State v. Roberge

642 S.W.2d 716, 1982 Tenn. LEXIS 439
CourtTennessee Supreme Court
DecidedDecember 6, 1982
StatusPublished
Cited by48 cases

This text of 642 S.W.2d 716 (State v. Roberge) is published on Counsel Stack Legal Research, covering Tennessee Supreme Court primary law. Counsel Stack provides free access to over 12 million legal documents including statutes, case law, regulations, and constitutions.

Bluebook
State v. Roberge, 642 S.W.2d 716, 1982 Tenn. LEXIS 439 (Tenn. 1982).

Opinion

OPINION

HARBISON, Justice.

Appellant was convicted of possession of a controlled substance for resale and was sentenced to serve seven to ten years in the penitentiary. 1 Some seventy-four pounds of peyote cactus buttons containing mescaline, a Schedule I drug, were found in a duffel bag in the trunk of an automobile in which appellant was riding when the vehicle was stopped by Highway Patrol officers on February 24, 1979. The only issue on appeal is whether the trial court erred in overruling appellant’s motion to suppress this evidence.

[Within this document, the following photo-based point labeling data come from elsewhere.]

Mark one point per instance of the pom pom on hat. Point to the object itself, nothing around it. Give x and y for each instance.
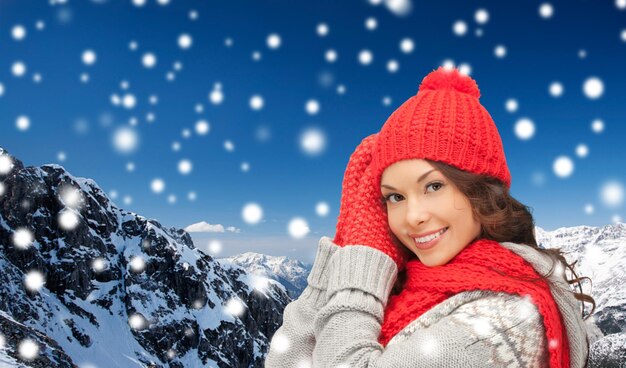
(443, 122)
(443, 78)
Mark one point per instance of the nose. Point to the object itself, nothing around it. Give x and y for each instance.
(416, 213)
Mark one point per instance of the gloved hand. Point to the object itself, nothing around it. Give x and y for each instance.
(362, 214)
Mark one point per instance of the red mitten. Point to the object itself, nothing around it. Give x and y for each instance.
(362, 214)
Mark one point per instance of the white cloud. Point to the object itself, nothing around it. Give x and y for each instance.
(205, 227)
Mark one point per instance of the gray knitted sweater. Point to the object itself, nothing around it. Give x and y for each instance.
(337, 319)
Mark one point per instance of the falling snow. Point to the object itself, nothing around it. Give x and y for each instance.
(252, 213)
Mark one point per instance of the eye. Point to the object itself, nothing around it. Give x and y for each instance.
(435, 185)
(392, 197)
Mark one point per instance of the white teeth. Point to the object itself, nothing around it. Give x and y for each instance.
(428, 238)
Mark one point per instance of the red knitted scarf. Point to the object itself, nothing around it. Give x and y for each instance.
(476, 268)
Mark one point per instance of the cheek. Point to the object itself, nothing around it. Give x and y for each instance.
(393, 219)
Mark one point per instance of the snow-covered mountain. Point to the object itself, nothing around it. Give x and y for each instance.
(119, 290)
(291, 273)
(600, 254)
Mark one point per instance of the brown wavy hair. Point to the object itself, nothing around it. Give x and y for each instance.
(503, 219)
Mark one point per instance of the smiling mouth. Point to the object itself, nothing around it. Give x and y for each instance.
(431, 237)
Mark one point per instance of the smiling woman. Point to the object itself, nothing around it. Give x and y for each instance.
(431, 218)
(426, 208)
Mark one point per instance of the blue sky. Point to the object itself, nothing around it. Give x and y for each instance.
(78, 118)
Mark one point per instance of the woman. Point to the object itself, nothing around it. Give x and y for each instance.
(426, 208)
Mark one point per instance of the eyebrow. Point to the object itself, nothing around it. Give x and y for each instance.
(418, 180)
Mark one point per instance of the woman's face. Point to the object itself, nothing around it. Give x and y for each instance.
(421, 201)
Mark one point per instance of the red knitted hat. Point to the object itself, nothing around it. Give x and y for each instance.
(444, 122)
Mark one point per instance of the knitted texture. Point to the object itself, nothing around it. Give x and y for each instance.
(444, 122)
(482, 265)
(362, 214)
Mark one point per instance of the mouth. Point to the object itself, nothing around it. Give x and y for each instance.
(429, 240)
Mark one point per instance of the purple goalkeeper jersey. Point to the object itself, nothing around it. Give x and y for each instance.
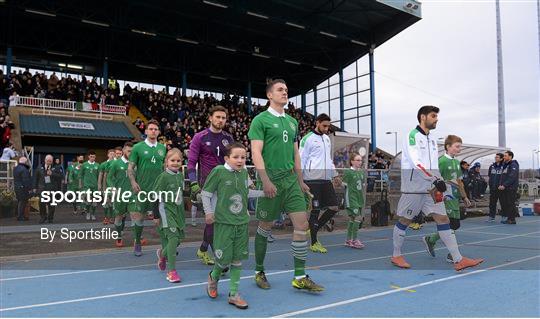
(208, 150)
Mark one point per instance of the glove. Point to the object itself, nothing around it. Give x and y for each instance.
(440, 185)
(195, 190)
(438, 197)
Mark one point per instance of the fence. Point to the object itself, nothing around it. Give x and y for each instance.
(50, 104)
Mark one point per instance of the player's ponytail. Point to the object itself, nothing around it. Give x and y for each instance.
(171, 153)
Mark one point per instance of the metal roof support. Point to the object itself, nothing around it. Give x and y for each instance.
(184, 83)
(315, 101)
(341, 102)
(105, 82)
(303, 102)
(372, 99)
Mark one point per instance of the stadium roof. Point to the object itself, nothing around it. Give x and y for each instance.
(221, 44)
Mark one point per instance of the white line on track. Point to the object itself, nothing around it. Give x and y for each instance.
(113, 251)
(244, 277)
(393, 291)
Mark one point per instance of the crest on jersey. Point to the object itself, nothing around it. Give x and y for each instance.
(219, 253)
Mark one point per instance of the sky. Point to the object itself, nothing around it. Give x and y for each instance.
(448, 59)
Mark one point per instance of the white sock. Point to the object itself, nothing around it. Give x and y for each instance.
(193, 212)
(449, 239)
(399, 238)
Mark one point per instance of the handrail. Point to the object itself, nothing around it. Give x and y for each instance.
(64, 105)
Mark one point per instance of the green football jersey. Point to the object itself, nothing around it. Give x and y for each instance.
(73, 172)
(108, 171)
(148, 161)
(354, 192)
(450, 170)
(279, 134)
(118, 175)
(171, 206)
(231, 189)
(89, 175)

The Court of Criminal Appeals held that the officers had properly opened the trunk of the vehicle in order to inventory its contents. The majority held that the officers had properly opened the unlocked duffel bag in the course of making their inventory, but there was a dissenting opinion with respect to that issue. This Court granted review of the present case, along with several others, in order to consider the proper scope of an inventory procedure in connection with the impoundment of an automobile.

A serious question was raised in the present case, however, as to the standing of appellant and of a codefendant who was tried with him to challenge the search. The Court of Criminal Appeals concluded that the codefendant lacked standing and affirmed his conviction upon that basis. Since the vehicle in which appellant Ro-berge was riding as a passenger was rented jointly to him and to another person, the Court of Criminal Appeals held that he had sufficient standing to challenge the inventory procedure. The State in this Court has again raised the issue of standing, and we believe that the record is such that appellant has not shown sufficient standing to *718 challenge the opening of the duffel bag and the inventory of its contents. We agree with the Court of Criminal Appeals that he probably did have sufficient standing to challenge the opening of the trunk of the automobile, but at the suppression hearing he was not shown to have any interest, possessory or otherwise, in the duffel bag or anything in it. Indeed the proof was entirely to the contrary.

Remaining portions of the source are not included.